Dear Otis, How Do I?


Otis the Owl, Mentor

Dear Otis,

I was recently diagnosed with ADHD, but since I’m in high school my parents don’t necessarily believe I have it. They believe it would have shown up when I was younger. Knowing myself, I fully believe that the diagnosis is correct because I fit almost all the symptoms I have heard of and researched. They refuse to believe I have this along with some other issues and keep digging into other areas of my life trying to find something else. How do I get them to stop this and just actually trust my doctors who are qualified? – Anonymous

It can be hard to address people who are unwilling to change their minds. Some people never change. In your case, it seems like your parents aren’t fully accepting your diagnosis when there could be other possibilities. It’s good to gain some perspective and try to understand why they would feel that way. There are steps you can take to getting the help you need. If you truly believe your diagnosis is correct, decide whether or not you wish to talk to your parents about getting professionally tested. Let them know you need help and describe some of the struggles you’re having. If you aren’t quite comfortable with the idea (or any idea that involves confronting your parents), definitely consult your doctor or somebody you can trust (like a friend or a school counselor). It’s good to have someone to give support if you do want to eventually address your parents. Most importantly, have patience. It takes time to process these things. Use this time to do more research, talk to people who have ADHD, and find coping mechanisms. Your mental health is important. I hope this helped and good luck to you!


Dear Otis, 

How can someone function in society without being judged for the way their brain functions in certain situations? Do you have any advice on how to get by with people thinking about you because you do things differently? – Anonymous

You are not alone. I have felt that way now and again. The smallest gesture, such as a dirty look from a peer, can make us magnify something so small. I have learned a few things from this bad habit.
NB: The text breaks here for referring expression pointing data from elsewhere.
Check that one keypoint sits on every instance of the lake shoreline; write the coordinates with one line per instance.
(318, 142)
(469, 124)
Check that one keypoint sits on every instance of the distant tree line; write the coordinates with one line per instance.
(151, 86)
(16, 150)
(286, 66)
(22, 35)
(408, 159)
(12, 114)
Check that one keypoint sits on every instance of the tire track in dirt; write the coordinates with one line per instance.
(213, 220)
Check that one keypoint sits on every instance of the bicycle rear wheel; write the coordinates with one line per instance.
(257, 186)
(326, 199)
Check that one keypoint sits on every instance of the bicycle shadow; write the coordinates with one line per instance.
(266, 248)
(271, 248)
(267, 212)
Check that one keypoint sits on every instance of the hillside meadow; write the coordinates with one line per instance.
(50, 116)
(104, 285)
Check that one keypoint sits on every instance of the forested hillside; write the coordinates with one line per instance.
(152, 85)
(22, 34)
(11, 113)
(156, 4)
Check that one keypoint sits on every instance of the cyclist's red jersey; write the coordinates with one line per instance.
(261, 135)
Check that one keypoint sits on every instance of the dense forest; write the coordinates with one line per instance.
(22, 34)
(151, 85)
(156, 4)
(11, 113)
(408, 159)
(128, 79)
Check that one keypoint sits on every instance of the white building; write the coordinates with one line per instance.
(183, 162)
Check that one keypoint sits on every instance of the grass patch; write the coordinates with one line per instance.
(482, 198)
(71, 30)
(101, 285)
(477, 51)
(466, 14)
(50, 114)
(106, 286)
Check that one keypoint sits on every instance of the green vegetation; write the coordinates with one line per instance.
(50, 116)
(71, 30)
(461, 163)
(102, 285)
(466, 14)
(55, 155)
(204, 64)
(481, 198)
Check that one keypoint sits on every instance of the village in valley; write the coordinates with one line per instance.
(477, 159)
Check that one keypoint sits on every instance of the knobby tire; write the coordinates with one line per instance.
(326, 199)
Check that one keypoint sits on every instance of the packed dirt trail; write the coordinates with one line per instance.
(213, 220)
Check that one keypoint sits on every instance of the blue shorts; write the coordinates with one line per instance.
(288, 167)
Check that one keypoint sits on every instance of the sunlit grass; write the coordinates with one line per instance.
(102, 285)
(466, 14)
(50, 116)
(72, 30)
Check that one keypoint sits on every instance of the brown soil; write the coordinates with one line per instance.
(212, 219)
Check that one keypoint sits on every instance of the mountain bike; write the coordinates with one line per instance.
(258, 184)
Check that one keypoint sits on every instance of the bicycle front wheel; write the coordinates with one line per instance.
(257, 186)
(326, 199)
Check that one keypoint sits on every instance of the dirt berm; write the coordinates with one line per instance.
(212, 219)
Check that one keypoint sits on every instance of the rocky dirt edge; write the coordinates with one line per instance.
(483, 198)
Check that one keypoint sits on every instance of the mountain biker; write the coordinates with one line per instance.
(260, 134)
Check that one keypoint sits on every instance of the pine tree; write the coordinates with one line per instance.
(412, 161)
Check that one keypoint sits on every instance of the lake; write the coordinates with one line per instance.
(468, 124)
Ask yourself: Do I have evidence that a person is judging me, or am I judging their motives? Do I think they are judging me or do I know so? Could it be that I’m being judgemental of myself? More often than not, we find ourselves overthinking about the way someone thinks of us when they are probably stressing about the way people think of them. We don’t know! We can’t read or manipulate minds. People are gonna think what they want to think. Remind yourself of what’s truly valuable. And that’s your opinion. You choose how you wish to think of yourself. Another question is: What if it’s not in my head? How does someone deal with an openly judgemental person? It can be easy to say that you shouldn’t take it personally, but that would be an underestimation. Recognize what they say and do isn’t usually about you. From what I’ve observed, people who are quick to judge others either are projecting their insecurities, don’t realize their words hurt, or it could be that’s how they are. Like I said beforehand, it’s all about gaining perspective. These people are human beings and all human beings have the potential to grow. Look at this person as if they were a young child. They’re still learning.  Have compassion and set boundaries between that person and you. Remind yourself of all the strengths you have to offer. Hang out with the people that love you and encourage you for you. Overall, it’s all about taking a look at your self and accepting you, regardless of what others say or “think”. 


Dear Otis,

How do I stop procrastinating and doing my homework at the last minute?- Anonymous

Dear Otis,

How do I get rid of procrastination? – Anonymous

It happens to the best of us! Often, we come up with this master plan in our heads to get stuff done, but then we end up feeling overwhelmed and not prepared to handle the tasks awaiting us at noon. Or we fear that we won’t execute a task to absolute perfection and we’re afraid we won’t finish on time. There are lots of reasons we procrastinate. Find out why you think you’re postponing your work. Keep this in mind: Starting your work is half the battle. The rest will come together smoothly. Most of the assignments you do in high school don’t require that you spend hours upon hours perfecting it. Especially if it’s 5 questions (I know, I’m guilty). The important thing is that you get it done. What I like to do is break apart my tasks into small pieces. Think of it this way. The Statue of Liberty wasn’t shipped from France to America as the whole sculpture. The statue was disassembled and sent to the U.S. in crates. The same goes for completing our seemingly gigantic assignments. Work on spending some time on one segment of your assignment, then move onto the next. To ensure you’re not spending all day on an assignment, set a timer for yourself. Motivate yourself with small breaks in between your work. What I have found to be the most helpful is to start work right away. The second we stop working, we lose the momentum. The second you get home, open that book bag of yours and set up your workspace. Eliminate those distractions. Ask your parents to take away your phone. Study with a friend. Make a schedule. Do whatever works for you!